Key insights and ideas for thirteen core topics in economics, organised by selecting the most relevant theoretical approaches per topic and contrasting them with each other.
This chapter provides a map through the complex jungle of economic theories. There are many different theoretical approaches, and each aspect of the economy has been analysed by a number of different ones. However, it is neither feasible nor productive for students to engage with every possible angle for every topic. Hence, the chapters on different topics, together with Building Block 8: Economic Theories, sets out an alternative approach: pragmatic pluralism. Rather than pursuing the extreme of either only focusing on one approach, or including every possible strand of thought for every topic, we propose a pragmatic middle ground: teaching a select number of approaches for each topic. In this way, it is possible to introduce students to the variety and diversity of economic thinking, whilst still having enough time and space to properly discuss each of the insights in detail with them.
Labour forms a crucial part of our lives. Besides sleeping, we spend most of our time working. Labour is also the backbone of the economy as a whole. Understanding the role of labour in society is therefore important for any economist. A key question in the field is whether work should be understood as a process of self-realisation that has value in itself, or rather as a disutility, only necessary because it allows us to produce the consumption products we want. Another key insight in this field is that our cultural understandings of work shape how the economy functions.
Main opposing perspectives
■ Marxian political economy: Alienation and exploitation
■ Neoclassical economics: Labour as necessary disutility
Main complementary perspective
□ Cultural approach: Work can give you dignity and identity
Additional perspectives and insights
+ Feminist economics: Unpaid labour is everywhere
+ Social network analysis: It is not what you know but who you know
Main opposing perspectives: Marxian political economy and neoclassical economics
A key difference of perspective on labour is whether one sees it as a necessary evil or as the way in which people can fulfil their personal possibilities. The former is linked to neoclassical economics and causes one to focus on how much money, and thereby the ability to consume, people demand in return for working. The latter is connected to Marxian political economy and focuses on how economic structures can help or prevent people from freely expressing themselves through their work.

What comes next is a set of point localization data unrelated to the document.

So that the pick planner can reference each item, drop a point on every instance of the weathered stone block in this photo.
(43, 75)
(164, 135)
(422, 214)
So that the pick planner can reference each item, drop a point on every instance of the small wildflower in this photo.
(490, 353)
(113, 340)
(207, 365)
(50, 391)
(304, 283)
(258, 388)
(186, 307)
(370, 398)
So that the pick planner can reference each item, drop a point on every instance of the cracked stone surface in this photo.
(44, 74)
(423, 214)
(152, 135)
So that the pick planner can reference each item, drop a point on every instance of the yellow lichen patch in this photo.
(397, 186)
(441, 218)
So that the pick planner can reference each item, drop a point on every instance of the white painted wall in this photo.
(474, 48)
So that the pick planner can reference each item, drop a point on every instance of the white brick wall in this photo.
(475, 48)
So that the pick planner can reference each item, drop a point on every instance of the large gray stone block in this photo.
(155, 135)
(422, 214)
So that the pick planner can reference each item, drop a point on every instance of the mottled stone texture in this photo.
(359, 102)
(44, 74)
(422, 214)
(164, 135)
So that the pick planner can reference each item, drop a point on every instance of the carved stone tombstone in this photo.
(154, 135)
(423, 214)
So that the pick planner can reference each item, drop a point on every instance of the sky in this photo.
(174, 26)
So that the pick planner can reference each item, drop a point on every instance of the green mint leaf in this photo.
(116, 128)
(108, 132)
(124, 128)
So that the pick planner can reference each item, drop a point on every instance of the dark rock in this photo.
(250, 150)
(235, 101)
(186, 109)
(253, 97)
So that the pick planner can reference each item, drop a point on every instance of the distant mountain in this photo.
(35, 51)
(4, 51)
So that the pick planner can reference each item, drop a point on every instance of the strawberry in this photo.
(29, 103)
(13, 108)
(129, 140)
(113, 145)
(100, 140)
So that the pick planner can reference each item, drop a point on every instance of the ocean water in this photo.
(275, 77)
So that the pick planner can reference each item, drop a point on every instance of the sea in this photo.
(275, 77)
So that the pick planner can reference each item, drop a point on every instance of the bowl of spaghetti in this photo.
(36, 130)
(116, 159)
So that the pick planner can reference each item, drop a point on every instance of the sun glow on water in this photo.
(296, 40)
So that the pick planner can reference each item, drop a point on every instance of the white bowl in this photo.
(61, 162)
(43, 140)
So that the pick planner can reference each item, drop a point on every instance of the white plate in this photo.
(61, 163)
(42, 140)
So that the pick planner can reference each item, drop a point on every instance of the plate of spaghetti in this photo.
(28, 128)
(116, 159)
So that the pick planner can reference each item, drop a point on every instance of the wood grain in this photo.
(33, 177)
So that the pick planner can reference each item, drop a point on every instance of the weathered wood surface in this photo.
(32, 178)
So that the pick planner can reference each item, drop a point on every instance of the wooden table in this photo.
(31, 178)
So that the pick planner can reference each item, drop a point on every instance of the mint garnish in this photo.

Marxian political economy: Classical political economy developed the labour theory of value, which argued that all wealth in economies was derived from labour. Marxian political economy builds on this idea, but puts more emphasis on the idea that workers are exploited, because they receive only a portion of all the value their work creates. The other part of the created value, sometimes called surplus, goes to the capitalists, who derive their claim based on their private property, control over the means of production, rather than their work.
Marxian political economy argues that labour is the way in which humans can realize themselves, but that in capitalist economies workers, as well as capitalists, are alienated, since they are not free. Capitalists are forced by competition to behave in certain ways if their businesses are to survive, while workers are forced to sell their labour in order to buy the necessities of life. In this economic system, people are treated more like instruments or things which are to be used for the goal of producing economic profit, than as persons with their own individuality and wellbeing.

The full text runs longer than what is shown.